Trying to avoid a state bailout....
The world's oldest bank is pressing ahead with its plan to raise €5 billion before the year is out, as it seeks to avoid being bailed out by the Italian government.
The board of Monte dei Paschi di Siena, which is Italy's third largest bank, met on Sunday and decided that it would stick to its debt-for-equity swap offer which could see losses for retail investors holding up to €2.4bn of bonds.
Monte dei Paschi had asked the European Central Bank (ECB) for more time to secure the private investment, but failed to secure a proposed extension until January 20th. It is now counting on private investors to rescue it by December 31st. Thus far, there has been little interest in the private sector recapitalisation scheme from investors, though rumours continue to circulate that Qatar could come to the rescue.
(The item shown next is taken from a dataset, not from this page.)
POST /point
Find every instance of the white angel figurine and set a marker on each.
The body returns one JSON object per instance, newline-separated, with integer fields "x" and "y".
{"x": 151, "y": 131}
If the bank collapses, it would threaten the stability of other financial institutions in Italy, including its biggest bank, UniCredit.
It was reported last week that Italy was preparing to take a €2bn controlling stake in Monte dei Paschi, after its future was thrown in doubt following former prime minister Matteo Renzi's defeat in a referendum on constitutional reform.
The bank was declared to be Europe's most in-danger financial institution after stress tests in July.
A source close to the board explained the current state-of-play to Reuters:
"There's still time. Qatar is in the game and available to put in the amount that is being talked about."
However, another source views the plan as a desperate move:
"The ECB has not responded yet. There's no government yet. The bank has got nothing to lose."